Núñez C E, Angulo Y, Lomonte B
Instituto Clodomiro Picado, Facultad de Microbiología, Universidad de Costa Rica, San José, Costa Rica.
Toxicon. 2001 Oct;39(10):1587-94. doi: 10.1016/s0041-0101(01)00141-6.
Group II phospholipase A(2) (PLA(2)) myotoxins found in the venoms of Crotalidae snakes can be divided into 'Asp49' and 'Lys49' isoforms, the latter being considered catalytically-inactive variants. Previous studies on one Lys49 isoform, myotoxin II from Bothrops asper, indicated that its myotoxic activity is due to the presence of a short cationic/hydrophobic sequence (115-129) near its C-terminus, which displays membrane-damaging properties. Since the C-terminal region of different group II PLA(2) myotoxins presents considerable sequence variability, synthetic peptides homologous to region 115-129 of myotoxin II, but corresponding to B. asper myotoxin III (Asp49), Agkistrodon piscivorus piscivorus Asp49 PLA(2) and Lys49 PLA(2), were studied to determine the possible functional relevance of such region for the toxic activities of these proteins. Results showed that both Lys49-derived peptides (p-BaK49 and p-AppK49) were able to lyse skeletal muscle C2C12 cells in culture, and to induce edema in the mouse footpad assay. Moreover, p-AppK49, which showed a markedly stronger cytotoxic potency than p-BaK49, additionally induced skeletal muscle necrosis when injected into mice. These observations unequivocally identify the sequence 115-129 (KKYKAYFKLKCKK) of the Lys49 PLA(2) of A. p. piscivorus as containing the key structural determinants needed for myotoxicity, and represent the first report of an unmodified, PLA(2)-derived short synthetic peptide with the ability to reproduce this effect of a parent toxin in vivo. On the other hand, the two Asp49-derived peptides did not show any toxic effects in vitro or in vivo, even at high concentrations. These findings suggests that Lys49 and Asp49 group II PLA(2)s might exert their myotoxic actions through different molecular mechanisms, by implying that the latter may not utilize their C-terminal regions as main membrane-destabilizing elements.

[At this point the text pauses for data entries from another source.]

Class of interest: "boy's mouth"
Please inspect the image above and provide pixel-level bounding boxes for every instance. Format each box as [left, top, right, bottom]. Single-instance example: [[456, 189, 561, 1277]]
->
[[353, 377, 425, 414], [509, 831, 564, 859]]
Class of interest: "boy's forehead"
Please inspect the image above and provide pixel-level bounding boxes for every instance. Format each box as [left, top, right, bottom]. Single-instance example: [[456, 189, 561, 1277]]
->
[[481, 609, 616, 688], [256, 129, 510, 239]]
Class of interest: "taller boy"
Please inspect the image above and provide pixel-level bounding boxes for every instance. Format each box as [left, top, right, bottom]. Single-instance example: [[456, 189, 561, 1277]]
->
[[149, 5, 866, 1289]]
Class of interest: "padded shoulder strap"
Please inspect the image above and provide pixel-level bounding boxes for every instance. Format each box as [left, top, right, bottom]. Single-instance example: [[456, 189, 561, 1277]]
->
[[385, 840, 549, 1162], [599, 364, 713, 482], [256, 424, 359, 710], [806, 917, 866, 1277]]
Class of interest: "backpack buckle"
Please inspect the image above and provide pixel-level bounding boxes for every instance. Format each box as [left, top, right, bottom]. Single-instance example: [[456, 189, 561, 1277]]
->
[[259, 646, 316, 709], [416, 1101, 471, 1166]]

在蝰蛇科蛇类毒液中发现的II组磷脂酶A(2)(PLA(2))肌毒素可分为“Asp49”和“Lys49”亚型,后者被认为是催化无活性的变体。先前对一种Lys49亚型——来自矛头蝮的肌毒素II的研究表明,其肌毒性活性归因于其C末端附近存在一个短的阳离子/疏水序列(115-129),该序列具有膜损伤特性。由于不同II组PLA(2)肌毒素的C末端区域存在相当大的序列变异性,因此研究了与肌毒素II的115-129区域同源,但对应于矛头蝮肌毒素III(Asp49)、食鱼蝮Asp49 PLA(2)和Lys49 PLA(2)的合成肽,以确定该区域对这些蛋白质毒性活性的可能功能相关性。结果表明,两种源自Lys49的肽(p-BaK49和p-AppK49)都能够在培养物中裂解骨骼肌C2C12细胞,并在小鼠足垫试验中诱导水肿。此外,p-AppK49在注入小鼠体内时,除了诱导骨骼肌坏死外,还表现出比p-BaK49明显更强的细胞毒性效力。这些观察结果明确确定了食鱼蝮Lys49 PLA(2)的115-129序列(KKYKAYFKLKCKK)包含肌毒性所需的关键结构决定因素,并且代表了第一个关于未修饰的、源自PLA(2)的短合成肽能够在体内重现亲本毒素这种作用的报道。另一方面,两种源自Asp49的肽即使在高浓度下也未在体外或体内显示出任何毒性作用。这些发现表明,Lys49和Asp49 II组PLA(2)可能通过不同的分子机制发挥其肌毒性作用,这意味着后者可能不会将其C末端区域用作主要的膜不稳定元件。